Investigation of sputtering and erosion phenomena in radio-frequency quadrupoles

Abstract

The performance and stability of radio-frequency quadrupoles (RFQs) depend critically on the structural integrity of their electrodes (vanes or rods), which are subjected to high-intensity ion beam exposure during accelerator operation. This study investigates the sputtering induced vane erosion on the European Spallation Source (ESS) RFQ, a critical component of the ESS linear accelerator. Particle tracking simulations for the determination of RFQ beam loss profiles were coupled to SDTrimSP software (static- dynamic transport of ions in matter sequential-parallel processing) modeling to estimate the sputtering yield distribution and the resulting erosion rates under nominal operating conditions.

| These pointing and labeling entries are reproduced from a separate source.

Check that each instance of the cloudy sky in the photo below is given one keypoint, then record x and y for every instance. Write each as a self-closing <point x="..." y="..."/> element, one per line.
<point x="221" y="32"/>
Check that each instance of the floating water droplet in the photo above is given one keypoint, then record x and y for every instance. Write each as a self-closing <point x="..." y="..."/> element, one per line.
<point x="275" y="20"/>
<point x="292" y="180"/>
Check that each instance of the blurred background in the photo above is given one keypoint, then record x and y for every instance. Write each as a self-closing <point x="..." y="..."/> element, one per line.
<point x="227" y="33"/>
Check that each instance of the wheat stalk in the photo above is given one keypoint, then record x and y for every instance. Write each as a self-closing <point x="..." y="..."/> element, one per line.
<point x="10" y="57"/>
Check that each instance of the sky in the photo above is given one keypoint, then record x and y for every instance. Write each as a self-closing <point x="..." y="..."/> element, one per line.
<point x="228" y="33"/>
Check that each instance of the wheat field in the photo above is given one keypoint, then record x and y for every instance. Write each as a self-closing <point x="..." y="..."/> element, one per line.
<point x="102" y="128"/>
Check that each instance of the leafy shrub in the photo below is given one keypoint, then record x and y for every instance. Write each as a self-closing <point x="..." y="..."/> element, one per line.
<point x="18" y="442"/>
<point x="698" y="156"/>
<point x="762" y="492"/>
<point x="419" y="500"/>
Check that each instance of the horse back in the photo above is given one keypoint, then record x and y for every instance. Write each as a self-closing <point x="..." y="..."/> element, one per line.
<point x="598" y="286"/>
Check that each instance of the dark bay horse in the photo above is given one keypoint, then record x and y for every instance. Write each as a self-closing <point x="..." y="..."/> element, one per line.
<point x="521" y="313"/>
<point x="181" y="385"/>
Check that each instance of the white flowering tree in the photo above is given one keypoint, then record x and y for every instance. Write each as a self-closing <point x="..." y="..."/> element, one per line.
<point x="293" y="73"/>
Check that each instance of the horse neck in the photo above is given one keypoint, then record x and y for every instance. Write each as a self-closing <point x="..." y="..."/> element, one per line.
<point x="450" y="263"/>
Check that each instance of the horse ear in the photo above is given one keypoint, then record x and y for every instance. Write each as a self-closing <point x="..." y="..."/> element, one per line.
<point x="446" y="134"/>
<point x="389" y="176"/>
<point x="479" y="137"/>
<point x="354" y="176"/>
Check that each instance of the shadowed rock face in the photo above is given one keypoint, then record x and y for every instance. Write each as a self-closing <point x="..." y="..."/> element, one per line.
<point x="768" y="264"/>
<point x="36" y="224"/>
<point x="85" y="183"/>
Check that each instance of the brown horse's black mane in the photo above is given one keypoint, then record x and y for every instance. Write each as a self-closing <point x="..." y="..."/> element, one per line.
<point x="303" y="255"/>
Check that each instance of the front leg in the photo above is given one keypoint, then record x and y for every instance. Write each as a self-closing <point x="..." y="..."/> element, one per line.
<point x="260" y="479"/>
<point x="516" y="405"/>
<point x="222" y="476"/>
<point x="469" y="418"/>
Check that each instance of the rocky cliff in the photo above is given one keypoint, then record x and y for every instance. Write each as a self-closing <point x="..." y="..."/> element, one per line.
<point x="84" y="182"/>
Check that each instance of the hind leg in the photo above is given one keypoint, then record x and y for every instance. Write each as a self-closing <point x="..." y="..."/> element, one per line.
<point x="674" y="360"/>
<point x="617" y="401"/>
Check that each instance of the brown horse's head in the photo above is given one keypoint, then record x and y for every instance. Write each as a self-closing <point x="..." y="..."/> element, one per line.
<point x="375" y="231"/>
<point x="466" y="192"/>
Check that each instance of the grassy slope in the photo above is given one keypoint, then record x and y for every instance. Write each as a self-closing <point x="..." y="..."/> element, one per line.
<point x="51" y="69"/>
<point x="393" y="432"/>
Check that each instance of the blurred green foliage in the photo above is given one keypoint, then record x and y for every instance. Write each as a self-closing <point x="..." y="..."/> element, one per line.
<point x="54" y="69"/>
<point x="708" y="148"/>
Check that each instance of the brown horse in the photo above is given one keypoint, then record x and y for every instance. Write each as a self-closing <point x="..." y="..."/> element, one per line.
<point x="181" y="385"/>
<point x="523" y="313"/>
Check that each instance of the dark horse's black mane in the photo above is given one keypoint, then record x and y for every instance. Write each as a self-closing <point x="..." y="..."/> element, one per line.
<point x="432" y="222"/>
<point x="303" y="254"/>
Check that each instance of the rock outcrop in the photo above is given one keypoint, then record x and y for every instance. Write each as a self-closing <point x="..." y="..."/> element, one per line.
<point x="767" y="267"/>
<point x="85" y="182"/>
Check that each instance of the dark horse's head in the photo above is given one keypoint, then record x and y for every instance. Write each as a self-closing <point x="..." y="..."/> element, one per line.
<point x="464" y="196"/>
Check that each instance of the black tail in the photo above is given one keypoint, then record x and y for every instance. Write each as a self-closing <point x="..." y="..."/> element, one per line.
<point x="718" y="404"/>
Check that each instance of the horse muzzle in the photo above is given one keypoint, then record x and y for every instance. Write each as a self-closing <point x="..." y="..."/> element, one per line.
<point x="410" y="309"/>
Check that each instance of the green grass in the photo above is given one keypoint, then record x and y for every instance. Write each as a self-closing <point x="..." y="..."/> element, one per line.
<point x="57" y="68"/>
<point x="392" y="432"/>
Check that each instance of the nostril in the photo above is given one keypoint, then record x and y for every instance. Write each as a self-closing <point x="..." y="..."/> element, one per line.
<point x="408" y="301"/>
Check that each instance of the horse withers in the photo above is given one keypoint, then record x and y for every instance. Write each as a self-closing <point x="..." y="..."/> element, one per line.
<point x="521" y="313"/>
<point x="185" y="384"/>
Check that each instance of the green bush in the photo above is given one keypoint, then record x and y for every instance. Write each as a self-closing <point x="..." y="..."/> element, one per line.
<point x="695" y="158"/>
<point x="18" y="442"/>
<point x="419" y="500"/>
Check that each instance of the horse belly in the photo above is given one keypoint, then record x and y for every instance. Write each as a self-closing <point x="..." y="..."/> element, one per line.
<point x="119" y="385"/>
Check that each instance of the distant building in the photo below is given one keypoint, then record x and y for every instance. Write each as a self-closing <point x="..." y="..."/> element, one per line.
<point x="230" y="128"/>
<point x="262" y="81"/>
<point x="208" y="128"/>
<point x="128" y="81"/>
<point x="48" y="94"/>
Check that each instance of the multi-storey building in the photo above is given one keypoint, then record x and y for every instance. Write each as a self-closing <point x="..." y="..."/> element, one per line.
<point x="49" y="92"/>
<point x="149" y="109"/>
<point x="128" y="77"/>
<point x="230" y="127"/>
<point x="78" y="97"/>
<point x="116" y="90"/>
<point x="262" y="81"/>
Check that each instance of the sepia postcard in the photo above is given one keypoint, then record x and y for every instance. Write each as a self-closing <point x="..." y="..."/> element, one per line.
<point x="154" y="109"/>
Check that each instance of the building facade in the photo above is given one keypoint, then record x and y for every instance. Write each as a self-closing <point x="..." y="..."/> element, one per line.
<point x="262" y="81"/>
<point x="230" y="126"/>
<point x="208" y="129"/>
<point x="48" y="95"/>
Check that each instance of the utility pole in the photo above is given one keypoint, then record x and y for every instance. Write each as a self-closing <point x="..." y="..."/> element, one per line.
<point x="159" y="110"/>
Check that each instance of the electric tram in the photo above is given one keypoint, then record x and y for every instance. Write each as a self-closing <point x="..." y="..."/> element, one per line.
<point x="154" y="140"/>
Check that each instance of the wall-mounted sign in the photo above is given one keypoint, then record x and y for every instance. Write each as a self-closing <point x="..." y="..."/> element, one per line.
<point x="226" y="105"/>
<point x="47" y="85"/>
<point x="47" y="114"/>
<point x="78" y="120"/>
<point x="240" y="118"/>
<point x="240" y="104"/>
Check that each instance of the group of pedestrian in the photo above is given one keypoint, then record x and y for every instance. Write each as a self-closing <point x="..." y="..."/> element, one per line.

Methodology validation and benchmarking was performed using quartz crystal microbalance (QCM) measurements employing proton (2, 6 keV) and argon (Arþ 2 keV, Ar6þ 36 keV) ion beams with incident angles of 0°–70°. The QCM experiments were used to benchmark SDTrimSP software simulation parameters for the calculation of sputtering yields and total electrode erosion rates across the energy and angular ranges relevant to the ESS RFQ. The results and conclusions are extended to RFQs employed for heavy-ion acceleration providing insights into long-term stability and performance degradation. The results indicate that heavy-ion irradiation leads to significantly higher sputtering yields and erosion rates compared to protons. It is estimated that the increased erosion rates result in critical frequency perturbations in RFQ cavities especially in high current or cw configurations that need to be effectively compensated.